Recognition: no theorem link
Model Capacity Determines Grokking through Competing Memorisation and Generalisation Speeds
Pith reviewed 2026-05-12 03:49 UTC · model grok-4.3
The pith
Grokking emerges when a model's memorization speed equals its generalization speed at a certain parameter count.
A machine-rendered reading of the paper's core claim, the machinery that carries it, and where it could break.
Core claim
Grokking does not immediately occur when a model becomes large enough to memorise the training set, but rather emerges as the outcome of a competition between two measurable timescales: a memorisation speed T_mem(P) and a generalisation speed T_gen(P), both of which are functions of model parameter count P. Adapting the information capacity framework, we estimate T_mem(P) on random-label data of equivalent complexity and T_gen(P) on the modular task itself, and show that grokking emerges close to the parameter scale where these timescales intersect.
What carries the argument
The competition between memorization timescale T_mem(P), measured on random-label data, and generalization timescale T_gen(P), measured on the modular arithmetic task; their intersection as a function of parameter count P sets the grokking transition.
If this is right
- An empirical model derived from the framework can predict memorization speed from model capacity and dataset complexity.
- Grokking on the modular task can be located in advance by finding the crossing point of the two timescales rather than by exhaustive training runs.
- Formalizing learning as a race between distinct measurable timescales supplies a concrete abstraction for studying how capacity controls sudden generalization.
Where Pith is reading between the lines
- If the random-label probe truly isolates pure memorization, then adding label noise or increasing task complexity should shift the intersection point and therefore the grokking threshold in a predictable way.
- The same competition framing could be tested on other algorithmic tasks where grokking has been observed, by repeating the separate measurement of the two timescales.

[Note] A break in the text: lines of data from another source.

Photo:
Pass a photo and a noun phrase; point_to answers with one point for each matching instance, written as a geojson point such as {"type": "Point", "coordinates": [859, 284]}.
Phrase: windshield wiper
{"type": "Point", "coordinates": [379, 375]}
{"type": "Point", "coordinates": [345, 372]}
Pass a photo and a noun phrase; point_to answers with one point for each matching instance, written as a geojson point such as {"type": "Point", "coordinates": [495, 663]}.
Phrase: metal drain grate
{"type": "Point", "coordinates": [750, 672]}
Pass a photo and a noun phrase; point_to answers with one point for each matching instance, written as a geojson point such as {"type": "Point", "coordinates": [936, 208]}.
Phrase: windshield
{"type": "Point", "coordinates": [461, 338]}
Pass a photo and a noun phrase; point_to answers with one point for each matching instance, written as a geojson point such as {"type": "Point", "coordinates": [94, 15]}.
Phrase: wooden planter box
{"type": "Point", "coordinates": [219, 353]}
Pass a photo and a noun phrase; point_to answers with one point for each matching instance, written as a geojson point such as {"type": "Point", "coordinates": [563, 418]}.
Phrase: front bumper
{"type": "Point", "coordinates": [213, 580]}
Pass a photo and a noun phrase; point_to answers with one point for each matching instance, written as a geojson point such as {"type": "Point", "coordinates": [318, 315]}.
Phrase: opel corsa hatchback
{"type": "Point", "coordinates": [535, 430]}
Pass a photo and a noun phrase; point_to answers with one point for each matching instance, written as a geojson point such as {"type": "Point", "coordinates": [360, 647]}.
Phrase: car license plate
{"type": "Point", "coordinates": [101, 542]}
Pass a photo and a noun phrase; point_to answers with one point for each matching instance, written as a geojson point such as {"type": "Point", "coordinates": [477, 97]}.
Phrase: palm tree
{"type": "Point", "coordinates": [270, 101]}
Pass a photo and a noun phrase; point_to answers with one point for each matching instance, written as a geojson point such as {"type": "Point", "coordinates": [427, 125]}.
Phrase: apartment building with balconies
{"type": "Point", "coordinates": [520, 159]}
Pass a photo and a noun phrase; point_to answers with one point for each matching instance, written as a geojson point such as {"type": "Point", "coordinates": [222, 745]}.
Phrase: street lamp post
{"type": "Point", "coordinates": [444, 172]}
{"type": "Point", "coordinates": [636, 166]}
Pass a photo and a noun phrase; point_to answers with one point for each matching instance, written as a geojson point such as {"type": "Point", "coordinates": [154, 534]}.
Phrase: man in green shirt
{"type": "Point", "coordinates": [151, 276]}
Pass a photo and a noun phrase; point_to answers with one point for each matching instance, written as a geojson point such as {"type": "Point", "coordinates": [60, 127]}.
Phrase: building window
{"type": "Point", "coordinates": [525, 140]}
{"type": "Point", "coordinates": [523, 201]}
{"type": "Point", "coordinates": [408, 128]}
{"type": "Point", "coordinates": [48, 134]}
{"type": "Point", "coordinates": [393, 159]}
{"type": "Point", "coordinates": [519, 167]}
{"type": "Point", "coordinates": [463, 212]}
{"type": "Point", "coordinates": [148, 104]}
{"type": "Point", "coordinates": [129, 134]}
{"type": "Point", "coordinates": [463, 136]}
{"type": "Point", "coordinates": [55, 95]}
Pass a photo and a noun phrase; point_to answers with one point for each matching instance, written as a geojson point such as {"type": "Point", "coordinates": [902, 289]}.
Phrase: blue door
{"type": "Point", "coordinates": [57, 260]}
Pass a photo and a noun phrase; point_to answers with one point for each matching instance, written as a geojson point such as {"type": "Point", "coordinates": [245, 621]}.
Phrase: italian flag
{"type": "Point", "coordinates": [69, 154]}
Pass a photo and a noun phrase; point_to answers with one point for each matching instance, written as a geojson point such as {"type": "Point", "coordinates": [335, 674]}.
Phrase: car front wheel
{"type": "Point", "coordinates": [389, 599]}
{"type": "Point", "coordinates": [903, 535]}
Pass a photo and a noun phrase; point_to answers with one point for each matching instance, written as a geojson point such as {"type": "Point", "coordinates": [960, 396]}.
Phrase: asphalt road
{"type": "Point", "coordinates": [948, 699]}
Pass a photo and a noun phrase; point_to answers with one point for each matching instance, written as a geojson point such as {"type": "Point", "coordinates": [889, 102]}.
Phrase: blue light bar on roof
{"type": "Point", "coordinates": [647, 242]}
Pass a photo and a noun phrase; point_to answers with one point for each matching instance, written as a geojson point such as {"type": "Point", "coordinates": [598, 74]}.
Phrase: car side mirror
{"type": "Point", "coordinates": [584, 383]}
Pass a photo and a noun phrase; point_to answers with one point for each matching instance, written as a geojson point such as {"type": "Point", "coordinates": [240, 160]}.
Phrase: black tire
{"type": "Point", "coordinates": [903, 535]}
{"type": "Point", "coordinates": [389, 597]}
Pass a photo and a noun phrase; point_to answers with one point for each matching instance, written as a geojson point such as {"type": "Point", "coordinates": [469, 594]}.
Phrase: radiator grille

- Practitioners might run cheap random-label probes at several scales to forecast the grokking point before committing to full training on the target task.
Load-bearing premise
Training on random-label data of equivalent complexity accurately measures the memorization speed that competes with generalization on the structured modular task.
What would settle it
If the parameter scale at which the measured T_mem(P) and T_gen(P) curves intersect does not match the observed onset of grokking across different model sizes, the proposed competition mechanism would be falsified.
Figures
read the original abstract
Existing accounts of grokking explain the phenomena in terms of mechanistic frameworks such as circuit efficiency or lazy-to-rich transitions. However, despite a known dependence between grokking and model size, how model capacity shapes grokking remains an open question. We give an information-theoretic account of this relationship on the task of modular arithmetic, showing that grokking does not immediately occur when a model becomes large enough to memorise the training set, but rather emerges as the outcome of a competition between two measurable timescales: a memorisation speed $T_{\text{mem}}(P)$ and a generalisation speed $T_{\text{gen}}(P)$, both of which are functions of model parameter count $P$. Adapting the information capacity framework of Morris et al. (2025), we estimate $T_{\text{mem}}(P)$ on random-label data of equivalent complexity and $T_{\text{gen}}(P)$ on the modular task itself, and show that grokking emerges close to the parameter scale where these timescales intersect. The framework also suggests an empirical model for predicting memorisation speed given model capacity and dataset complexity, recovering the previously reported empirical observation that larger models memorise faster. Overall, we motivate the formalisation of different learning timescales as important abstractions to study when explaining how model capacity shapes grokking on algorithmic tasks.
Editorial analysis
A structured set of objections, weighed in public.
Referee Report
Summary. The paper claims that grokking on modular arithmetic emerges near the model parameter count P at which the memorization timescale T_mem(P) intersects the generalization timescale T_gen(P). T_mem(P) is estimated by adapting the Morris et al. (2025) information-capacity framework to random-label data of equivalent complexity, while T_gen(P) is measured directly on the structured modular task. The work also supplies an empirical model for T_mem(P) that recovers the trend of faster memorization with larger models.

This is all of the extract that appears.